RNA sequencing and identification of differentially expressed lncRNAs

Library preparation for small RNA sequencing

Total RNA was separated using 15% agarose gels to extract the small RNA (18–30 nt). After precipitation by ethanol and centrifugal enrichment of the small RNA sample, the library was prepared according to the instructions of the Small RNA Sample Preparation Kit (Illumina, RS-200-0048). The main steps were as follows: (1) connecting the 3′ adaptor to the separated small RNA; (2) connecting the 5′ adaptor to the separated small RNA; (3) RT-PCR; and (4) recycling strips of 145–160 bp (22–30 nt RNA).

Library construction for small RNA sequencing

The library examination was constructed using the TaqMan fluorescence probe of AB Step One Plus Real-Time PCR system (library valid concentration > 2 nM). Subsequently, library clustering and sequencing were performed. The qualified libraries were sequenced using an Illumina HiSeq 2500 platform, and 50-bp single-end reads were generated.

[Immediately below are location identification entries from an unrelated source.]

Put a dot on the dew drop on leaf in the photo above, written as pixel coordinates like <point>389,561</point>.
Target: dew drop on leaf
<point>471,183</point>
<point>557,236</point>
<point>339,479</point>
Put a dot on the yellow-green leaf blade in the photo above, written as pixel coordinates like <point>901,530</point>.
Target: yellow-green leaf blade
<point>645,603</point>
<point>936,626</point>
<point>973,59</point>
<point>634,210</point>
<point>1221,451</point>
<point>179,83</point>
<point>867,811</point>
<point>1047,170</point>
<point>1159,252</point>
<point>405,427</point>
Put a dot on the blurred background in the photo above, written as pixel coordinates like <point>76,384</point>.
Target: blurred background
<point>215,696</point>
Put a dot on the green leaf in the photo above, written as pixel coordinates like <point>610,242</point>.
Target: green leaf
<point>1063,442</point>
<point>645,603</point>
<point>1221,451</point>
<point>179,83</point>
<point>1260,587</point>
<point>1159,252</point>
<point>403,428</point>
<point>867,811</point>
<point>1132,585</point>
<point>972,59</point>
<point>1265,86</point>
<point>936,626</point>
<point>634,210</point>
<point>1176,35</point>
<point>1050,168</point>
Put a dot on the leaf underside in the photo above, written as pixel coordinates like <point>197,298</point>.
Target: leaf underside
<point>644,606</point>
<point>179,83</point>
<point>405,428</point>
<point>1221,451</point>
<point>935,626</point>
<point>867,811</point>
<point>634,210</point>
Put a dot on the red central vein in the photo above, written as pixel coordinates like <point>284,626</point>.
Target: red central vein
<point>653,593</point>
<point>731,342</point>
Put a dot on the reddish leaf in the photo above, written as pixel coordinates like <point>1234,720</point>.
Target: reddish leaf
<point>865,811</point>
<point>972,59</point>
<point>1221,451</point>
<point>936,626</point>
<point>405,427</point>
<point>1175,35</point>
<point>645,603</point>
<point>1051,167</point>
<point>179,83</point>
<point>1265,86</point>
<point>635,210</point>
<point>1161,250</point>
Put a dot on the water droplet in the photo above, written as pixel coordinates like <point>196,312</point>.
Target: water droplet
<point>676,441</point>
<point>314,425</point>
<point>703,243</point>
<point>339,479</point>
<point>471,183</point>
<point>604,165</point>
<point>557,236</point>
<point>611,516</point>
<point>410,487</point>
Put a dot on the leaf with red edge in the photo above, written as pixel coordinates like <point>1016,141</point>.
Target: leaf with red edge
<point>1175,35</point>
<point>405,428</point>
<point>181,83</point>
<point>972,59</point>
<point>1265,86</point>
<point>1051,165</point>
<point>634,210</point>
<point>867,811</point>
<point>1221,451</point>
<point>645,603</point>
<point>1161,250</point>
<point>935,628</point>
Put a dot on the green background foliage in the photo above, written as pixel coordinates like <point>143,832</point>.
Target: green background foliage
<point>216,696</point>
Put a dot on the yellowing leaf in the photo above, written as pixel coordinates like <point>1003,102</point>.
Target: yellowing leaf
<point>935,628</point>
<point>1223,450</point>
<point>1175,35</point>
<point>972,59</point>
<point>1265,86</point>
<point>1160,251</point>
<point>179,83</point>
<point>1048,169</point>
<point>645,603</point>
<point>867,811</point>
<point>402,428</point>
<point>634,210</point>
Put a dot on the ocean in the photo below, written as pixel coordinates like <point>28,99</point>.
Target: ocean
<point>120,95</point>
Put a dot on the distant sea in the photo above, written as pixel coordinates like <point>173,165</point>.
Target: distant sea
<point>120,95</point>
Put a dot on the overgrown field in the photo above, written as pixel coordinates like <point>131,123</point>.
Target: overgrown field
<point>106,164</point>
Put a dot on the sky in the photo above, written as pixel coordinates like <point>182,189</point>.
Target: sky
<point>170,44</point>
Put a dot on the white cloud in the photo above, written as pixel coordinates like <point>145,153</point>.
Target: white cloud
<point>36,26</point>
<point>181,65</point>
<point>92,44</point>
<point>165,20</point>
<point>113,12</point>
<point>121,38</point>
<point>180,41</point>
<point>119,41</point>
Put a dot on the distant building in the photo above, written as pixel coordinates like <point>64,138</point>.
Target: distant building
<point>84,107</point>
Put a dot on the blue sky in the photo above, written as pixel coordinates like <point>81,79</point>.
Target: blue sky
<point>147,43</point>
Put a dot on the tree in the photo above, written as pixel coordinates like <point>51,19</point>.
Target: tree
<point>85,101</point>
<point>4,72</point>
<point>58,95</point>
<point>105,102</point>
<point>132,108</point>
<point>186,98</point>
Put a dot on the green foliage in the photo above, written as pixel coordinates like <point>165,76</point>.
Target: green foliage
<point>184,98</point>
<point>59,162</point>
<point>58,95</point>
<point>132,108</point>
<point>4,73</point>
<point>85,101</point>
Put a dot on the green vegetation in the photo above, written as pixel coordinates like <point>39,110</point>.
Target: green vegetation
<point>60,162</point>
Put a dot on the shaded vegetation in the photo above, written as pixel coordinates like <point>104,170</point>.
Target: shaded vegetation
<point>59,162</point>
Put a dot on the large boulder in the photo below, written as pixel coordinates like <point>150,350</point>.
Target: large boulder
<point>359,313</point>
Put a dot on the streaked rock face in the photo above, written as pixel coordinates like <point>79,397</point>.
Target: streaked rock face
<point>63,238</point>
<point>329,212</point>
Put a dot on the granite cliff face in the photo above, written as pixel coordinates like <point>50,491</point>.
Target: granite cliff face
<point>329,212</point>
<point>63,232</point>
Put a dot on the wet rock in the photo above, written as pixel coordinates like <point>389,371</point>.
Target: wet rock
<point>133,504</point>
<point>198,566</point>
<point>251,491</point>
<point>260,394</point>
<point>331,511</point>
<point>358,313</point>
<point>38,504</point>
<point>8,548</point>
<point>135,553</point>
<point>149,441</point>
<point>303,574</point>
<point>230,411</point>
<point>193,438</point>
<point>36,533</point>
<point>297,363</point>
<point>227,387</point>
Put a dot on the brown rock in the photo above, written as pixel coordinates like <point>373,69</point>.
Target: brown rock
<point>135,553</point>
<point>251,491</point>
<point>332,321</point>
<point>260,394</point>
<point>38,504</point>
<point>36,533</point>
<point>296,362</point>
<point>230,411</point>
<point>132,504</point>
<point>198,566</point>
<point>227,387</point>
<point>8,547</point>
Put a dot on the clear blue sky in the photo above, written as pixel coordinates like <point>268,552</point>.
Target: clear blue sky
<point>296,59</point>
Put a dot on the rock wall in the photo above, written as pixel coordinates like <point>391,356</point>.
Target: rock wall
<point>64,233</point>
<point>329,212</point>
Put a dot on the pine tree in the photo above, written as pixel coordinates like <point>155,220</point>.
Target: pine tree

Expression of lncRNA and RNA from RNA sequencing data

First, the information on lncRNA and RNA was obtained by comparing with the reference genome. The number of reads was detected by sequencing, and the expression of lncRNA and RNA was determined.

ceRNA sequencing

MiRDeep2 was applied to identify the pre-miRNA in the lncRNA set. MiRanda, PITA, and TargetScan were used for predicting target genes of known or novel miRNA. Enrichment of Gene Ontology (GO) and Kyoto Encyclopedia of Genes and Genomes (KEGG): the GO (http://geneontology.org/) enrichment of miRNA target genes was implemented using the hypergeometric test. The KEGG (http://www.kegg.jp/) enrichment of target genes was implemented using the hypergeometric test, in which the P value was adjusted by multiple comparisons as q value. GO and KEGG terms with q < 0.05 were considered to be significantly enriched. Referring to the aforementioned GO or KEGG enrichment analysis results, the genes related to the metabolic pathway were found, and the corresponding network of lncRNA and small RNA was constructed.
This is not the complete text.